The cases SPD focused on were filed on or prior to July 24, 2015, some of which dated back to 1984. All cases were kept as evidence and were eventually sent to the Washington State Patrol (WSP), who partnered with a private lab for testing.

Backlog testing ramped up after the department accepted a grant from the Washington Association of Sheriffs and Police Chiefs (WASPC). The money was used to pay overtime to the team dedicated to reviewing and submitting the sexual assault kits (SAK) for testing in their free time. SPD said assigning two officers to the review process allowed them to "move ahead and work on the backlogged cases with a dedicated intentionality," which included determining which cased would result in a meaningful conclusion and which ones needed to be closed.

The assigned detectives contacted victims to inform them that their cases were being reviewed. SPD said some of the victims didn't want to pursue criminal charges against their attackers and some provided information based on what they could remember. 

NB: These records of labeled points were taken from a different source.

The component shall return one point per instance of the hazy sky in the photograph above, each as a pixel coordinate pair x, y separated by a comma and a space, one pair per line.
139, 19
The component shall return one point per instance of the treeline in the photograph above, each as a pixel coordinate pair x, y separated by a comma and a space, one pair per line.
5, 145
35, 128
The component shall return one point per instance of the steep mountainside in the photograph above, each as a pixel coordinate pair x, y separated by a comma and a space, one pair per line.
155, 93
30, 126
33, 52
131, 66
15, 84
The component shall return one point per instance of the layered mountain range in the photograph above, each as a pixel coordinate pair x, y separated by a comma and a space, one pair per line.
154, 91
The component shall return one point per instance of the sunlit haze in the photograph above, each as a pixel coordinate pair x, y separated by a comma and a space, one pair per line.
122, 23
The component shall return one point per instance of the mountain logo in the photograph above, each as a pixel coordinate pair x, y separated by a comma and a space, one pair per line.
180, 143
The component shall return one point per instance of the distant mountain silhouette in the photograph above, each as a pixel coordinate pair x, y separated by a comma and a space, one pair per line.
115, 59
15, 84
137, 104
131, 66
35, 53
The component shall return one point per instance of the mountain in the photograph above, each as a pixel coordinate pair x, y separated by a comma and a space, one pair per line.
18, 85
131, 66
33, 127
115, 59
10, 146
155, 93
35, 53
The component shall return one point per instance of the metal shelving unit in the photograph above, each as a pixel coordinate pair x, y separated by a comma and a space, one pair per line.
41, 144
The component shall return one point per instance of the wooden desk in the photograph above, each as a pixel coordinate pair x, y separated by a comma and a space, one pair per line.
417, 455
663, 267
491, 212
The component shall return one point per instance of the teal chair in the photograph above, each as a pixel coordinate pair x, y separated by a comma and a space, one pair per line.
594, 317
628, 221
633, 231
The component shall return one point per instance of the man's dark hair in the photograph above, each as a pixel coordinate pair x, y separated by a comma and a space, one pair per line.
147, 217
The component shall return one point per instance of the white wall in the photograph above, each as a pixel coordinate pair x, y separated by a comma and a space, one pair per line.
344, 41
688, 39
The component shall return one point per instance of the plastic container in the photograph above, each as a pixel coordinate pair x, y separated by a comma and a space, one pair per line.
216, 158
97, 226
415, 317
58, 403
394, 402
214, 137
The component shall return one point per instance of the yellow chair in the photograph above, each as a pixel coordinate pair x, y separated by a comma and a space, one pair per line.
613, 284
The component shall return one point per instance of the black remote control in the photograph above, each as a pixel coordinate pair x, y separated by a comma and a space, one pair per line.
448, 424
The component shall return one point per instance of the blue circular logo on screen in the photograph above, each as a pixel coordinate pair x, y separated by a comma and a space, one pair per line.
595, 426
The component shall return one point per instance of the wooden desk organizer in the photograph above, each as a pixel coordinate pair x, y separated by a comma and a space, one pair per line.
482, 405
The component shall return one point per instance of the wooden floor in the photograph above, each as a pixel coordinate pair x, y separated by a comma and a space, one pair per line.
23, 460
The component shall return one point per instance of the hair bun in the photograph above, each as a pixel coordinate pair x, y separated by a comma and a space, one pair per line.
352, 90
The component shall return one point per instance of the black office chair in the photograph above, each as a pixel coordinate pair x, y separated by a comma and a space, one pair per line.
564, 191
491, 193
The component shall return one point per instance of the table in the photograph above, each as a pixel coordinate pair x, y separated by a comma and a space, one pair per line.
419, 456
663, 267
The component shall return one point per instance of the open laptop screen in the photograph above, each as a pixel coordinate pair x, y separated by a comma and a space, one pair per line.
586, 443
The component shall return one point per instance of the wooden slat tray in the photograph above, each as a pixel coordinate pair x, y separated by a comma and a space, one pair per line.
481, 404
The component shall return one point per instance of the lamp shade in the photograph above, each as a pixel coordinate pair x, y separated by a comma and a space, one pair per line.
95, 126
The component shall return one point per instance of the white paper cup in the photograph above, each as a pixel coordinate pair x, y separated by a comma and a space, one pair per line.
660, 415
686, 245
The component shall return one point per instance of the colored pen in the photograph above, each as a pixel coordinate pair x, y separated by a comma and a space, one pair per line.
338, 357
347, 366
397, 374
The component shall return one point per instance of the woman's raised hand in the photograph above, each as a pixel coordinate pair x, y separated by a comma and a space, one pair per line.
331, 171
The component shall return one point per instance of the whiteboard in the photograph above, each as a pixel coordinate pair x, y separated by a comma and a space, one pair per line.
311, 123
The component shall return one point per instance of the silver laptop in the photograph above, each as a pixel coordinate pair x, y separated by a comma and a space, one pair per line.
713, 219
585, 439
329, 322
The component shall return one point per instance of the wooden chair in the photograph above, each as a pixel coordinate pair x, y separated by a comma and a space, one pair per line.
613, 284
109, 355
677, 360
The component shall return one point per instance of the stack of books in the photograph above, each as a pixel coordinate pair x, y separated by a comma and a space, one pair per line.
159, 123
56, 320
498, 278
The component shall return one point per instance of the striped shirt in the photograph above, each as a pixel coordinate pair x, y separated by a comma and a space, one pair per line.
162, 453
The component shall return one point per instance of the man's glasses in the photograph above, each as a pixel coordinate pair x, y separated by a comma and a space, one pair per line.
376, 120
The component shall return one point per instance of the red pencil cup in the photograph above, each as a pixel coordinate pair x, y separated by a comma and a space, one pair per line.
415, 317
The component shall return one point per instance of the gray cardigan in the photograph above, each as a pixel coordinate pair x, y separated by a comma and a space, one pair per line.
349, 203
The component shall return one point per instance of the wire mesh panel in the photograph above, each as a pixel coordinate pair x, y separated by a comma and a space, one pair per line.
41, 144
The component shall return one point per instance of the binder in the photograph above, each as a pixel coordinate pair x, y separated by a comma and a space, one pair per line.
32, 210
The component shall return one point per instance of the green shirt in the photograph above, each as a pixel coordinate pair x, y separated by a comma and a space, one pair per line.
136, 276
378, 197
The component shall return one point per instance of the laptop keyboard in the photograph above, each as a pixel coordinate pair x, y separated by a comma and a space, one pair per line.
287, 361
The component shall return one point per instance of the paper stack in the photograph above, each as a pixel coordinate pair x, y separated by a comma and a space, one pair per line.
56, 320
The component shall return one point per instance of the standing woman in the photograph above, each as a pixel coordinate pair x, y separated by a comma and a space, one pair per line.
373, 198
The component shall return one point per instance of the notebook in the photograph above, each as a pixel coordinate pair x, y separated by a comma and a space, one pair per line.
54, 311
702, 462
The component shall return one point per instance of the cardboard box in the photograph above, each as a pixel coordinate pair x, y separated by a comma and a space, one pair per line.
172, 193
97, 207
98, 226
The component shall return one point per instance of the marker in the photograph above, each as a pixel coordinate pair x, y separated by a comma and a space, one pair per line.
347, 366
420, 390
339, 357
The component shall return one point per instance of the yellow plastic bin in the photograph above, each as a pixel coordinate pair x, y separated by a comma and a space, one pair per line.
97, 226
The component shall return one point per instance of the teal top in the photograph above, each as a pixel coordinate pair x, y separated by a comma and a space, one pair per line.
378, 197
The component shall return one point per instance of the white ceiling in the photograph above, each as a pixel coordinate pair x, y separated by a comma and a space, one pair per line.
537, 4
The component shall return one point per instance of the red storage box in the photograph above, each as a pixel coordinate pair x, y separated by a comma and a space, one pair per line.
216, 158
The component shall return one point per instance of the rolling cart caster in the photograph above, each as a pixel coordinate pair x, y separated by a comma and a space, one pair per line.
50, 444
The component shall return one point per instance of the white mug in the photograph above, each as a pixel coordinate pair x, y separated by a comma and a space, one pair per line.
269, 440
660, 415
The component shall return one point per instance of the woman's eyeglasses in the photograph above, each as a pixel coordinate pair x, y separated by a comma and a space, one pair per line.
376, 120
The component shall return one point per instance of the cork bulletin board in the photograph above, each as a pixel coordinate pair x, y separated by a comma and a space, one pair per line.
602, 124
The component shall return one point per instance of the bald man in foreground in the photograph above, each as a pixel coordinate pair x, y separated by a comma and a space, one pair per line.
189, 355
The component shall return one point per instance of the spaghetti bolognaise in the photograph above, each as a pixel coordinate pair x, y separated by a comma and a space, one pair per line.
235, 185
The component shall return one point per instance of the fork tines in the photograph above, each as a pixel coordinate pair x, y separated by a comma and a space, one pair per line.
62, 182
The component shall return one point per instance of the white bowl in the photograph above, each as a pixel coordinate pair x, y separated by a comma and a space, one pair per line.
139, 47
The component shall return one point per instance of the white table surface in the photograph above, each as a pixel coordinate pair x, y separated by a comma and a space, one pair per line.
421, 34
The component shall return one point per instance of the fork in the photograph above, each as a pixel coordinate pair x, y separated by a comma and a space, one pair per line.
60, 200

WASPC grant funding ended on June 30 of this year, at which point SPD had completely resolved 1,250 of the 1,404 backlogged sexual assault cases. SPD said the 154 cases that haven't been resolved are all mostly waiting on lab reports to come back and only 23 haven't been tested yet.

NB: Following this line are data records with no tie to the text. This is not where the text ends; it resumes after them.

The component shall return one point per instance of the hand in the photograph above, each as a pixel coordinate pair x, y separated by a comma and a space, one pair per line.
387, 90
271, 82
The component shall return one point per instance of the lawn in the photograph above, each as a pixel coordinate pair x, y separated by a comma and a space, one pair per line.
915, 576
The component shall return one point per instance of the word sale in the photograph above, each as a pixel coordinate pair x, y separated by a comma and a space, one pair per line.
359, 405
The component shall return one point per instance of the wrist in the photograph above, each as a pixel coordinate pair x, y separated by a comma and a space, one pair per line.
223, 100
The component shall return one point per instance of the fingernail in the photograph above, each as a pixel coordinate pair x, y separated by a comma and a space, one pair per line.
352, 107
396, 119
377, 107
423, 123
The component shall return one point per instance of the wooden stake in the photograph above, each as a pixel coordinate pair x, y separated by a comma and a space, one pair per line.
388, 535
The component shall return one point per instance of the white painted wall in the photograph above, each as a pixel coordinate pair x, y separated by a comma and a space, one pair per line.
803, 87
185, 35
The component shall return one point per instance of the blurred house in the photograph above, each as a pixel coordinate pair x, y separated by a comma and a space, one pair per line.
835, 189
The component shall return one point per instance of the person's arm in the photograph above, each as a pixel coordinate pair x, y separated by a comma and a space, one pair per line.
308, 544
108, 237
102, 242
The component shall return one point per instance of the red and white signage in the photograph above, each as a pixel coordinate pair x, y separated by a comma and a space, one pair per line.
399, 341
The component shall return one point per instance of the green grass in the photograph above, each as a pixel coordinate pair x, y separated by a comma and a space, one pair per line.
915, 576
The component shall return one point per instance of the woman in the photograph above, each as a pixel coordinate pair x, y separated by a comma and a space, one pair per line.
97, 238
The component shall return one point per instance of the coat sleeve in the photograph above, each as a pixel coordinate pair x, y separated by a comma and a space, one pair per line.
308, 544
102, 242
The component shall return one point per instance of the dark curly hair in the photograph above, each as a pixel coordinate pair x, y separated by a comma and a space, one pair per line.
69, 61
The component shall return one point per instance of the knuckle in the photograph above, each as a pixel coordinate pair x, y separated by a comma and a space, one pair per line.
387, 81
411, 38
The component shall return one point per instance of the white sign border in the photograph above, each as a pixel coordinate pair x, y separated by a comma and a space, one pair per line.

As of June 28, 297 DNA matches have been identified through the Combined DNA Index System (CODIS). This means DNA evidence from the backlogged SAKs matched DNA on file of known offenders. Some of the CODIS hits showed up as a previous consensual partner of the victim and, in some cases, the identity of the offender was already known.

According to SPD, a CODIS hit doesn't indicate that all elements of a rape are met, but it is evidence that a person's identity can be confirmed and that at some point, that person and a sexual assault victim committed a specific act.

Through the SAK reviews, 65 referrals were made to Lutheran Community Services Northwest (LCSNW), a victims advocacy group that partners with SPD. Additionally, four criminal defendants were identified, six criminal charges were filed-including rape, assault and kidnapping- and one homicide suspect out of California was identified through a DNA profile. 

A DNA match recently helped SPD identify and find the suspect in a 2004 rape case. The man is currently in prison for a previous rape but allegedly committed another one before he was in prison. That DNA match provided evidence to resume the investigation and charge the man with first-degree rape and second-degree assault.

SPD said it is their mission to "seek a just resolution for survivors of sexual assault."